A week ago, Mitchell, who was first elected to the U.S House in 2016, announced a lawsuit against Whitmer, alleging her executive orders had violated his rights. Now, he's formed a ballot committee, Say Yes to MI Constitution, which could initiate a proposal to go before the Legislature.
If the group collects more than 340,000 signatures, its proposal could gain the approval of the Republican-controlled Legislature and wouldn't need Whitmer's signature to become law.
"Michiganders elect members of the Legislature to represent them in our government," Mitchell said in a statement. "Unfortunately, Gov. Whitmer is misusing her powers to rewrite laws, court decisions and insists she can dial up these powers whenever she sees fit.
"That is not the way our Michigan Constitution works and I am forming this ballot committee to make that crystal clear. The Legislature and the people of Michigan should always have a voice."
Whitmer has said she's using her executive powers to protect people's lives "whether you agree with me or not." And Democrats have labeled discussed attempts to change the state law that grants the governor emergency powers "playing politics."
According to a press release, Mitchell will announce coalition members and specific ballot language in the future. It usually takes campaigns about six months to gather the needed signatures for such an effort.
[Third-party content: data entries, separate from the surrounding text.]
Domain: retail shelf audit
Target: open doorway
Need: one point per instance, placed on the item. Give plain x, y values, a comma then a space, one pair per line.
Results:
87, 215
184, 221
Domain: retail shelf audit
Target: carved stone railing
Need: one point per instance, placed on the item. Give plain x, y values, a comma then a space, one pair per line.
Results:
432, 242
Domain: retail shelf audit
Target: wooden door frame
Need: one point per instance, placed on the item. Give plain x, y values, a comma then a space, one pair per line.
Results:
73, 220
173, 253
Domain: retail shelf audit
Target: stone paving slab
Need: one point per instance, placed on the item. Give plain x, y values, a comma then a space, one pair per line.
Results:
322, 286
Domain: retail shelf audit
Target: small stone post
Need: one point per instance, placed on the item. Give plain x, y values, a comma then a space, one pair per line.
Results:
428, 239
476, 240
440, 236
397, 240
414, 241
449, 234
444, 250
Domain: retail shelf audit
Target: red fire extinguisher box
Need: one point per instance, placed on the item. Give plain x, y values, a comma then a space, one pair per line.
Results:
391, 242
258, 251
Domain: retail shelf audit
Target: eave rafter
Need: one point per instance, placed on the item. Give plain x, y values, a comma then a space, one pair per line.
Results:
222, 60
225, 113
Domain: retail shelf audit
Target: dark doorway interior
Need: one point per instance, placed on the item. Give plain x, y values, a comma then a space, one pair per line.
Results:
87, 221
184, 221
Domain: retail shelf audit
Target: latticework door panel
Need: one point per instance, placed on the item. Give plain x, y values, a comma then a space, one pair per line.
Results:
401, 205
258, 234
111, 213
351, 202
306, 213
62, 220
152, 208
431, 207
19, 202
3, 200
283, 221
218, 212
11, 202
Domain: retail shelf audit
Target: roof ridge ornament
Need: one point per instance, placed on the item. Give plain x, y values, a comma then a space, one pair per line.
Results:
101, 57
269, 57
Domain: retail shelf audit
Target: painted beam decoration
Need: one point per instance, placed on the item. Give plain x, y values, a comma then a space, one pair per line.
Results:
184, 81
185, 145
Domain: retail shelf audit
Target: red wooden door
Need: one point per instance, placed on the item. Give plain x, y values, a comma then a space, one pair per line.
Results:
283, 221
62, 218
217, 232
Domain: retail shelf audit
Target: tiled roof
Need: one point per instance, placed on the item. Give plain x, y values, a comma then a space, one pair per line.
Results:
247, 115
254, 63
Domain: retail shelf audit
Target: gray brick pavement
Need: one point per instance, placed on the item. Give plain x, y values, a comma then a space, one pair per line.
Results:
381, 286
Last week, Senate Majority Leader Mike Shirkey, R-Clarklake, called for a petition drive to repeal the 1945 law that allows Whitmer to declare a state of emergency but doesn't appear to give the Legislature input on the matter.
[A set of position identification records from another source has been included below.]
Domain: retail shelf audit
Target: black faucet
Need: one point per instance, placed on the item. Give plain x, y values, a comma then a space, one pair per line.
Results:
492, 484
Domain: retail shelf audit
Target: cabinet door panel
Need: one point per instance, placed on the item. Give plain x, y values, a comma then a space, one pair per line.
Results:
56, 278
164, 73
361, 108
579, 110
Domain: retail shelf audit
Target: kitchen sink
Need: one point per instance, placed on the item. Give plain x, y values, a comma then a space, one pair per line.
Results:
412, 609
The emergency declaration allows the governor to issue unilateral orders, like the stay-at-home restriction.
"I think it’s probably the No. 1 priority right now," Shirkey said during a radio appearance. "That allows true representative government ... to take over."
Republicans in the Legislature filed a lawsuit Wednesday, challenging Whitmer's emergency powers in state court. Mitchell's new ballot committee, Say Yes to MI Constitution, officially formed Tuesday, according to state records.
Mitchell, a businessman by trade, spent nearly $3 million self financing his 2016 campaign for the U.S. House. He led a group in 2015 that opposed a statewide ballot proposal to increase the sales tax to boost road funding. That proposal was championed by former GOP Gov. Rick Snyder
"Just as I did in 2015 with Proposal 1 when there was a Republican governor, I will again lead the charge to inform Michigan voters about policies that are unconstitutional," Mitchell said Monday.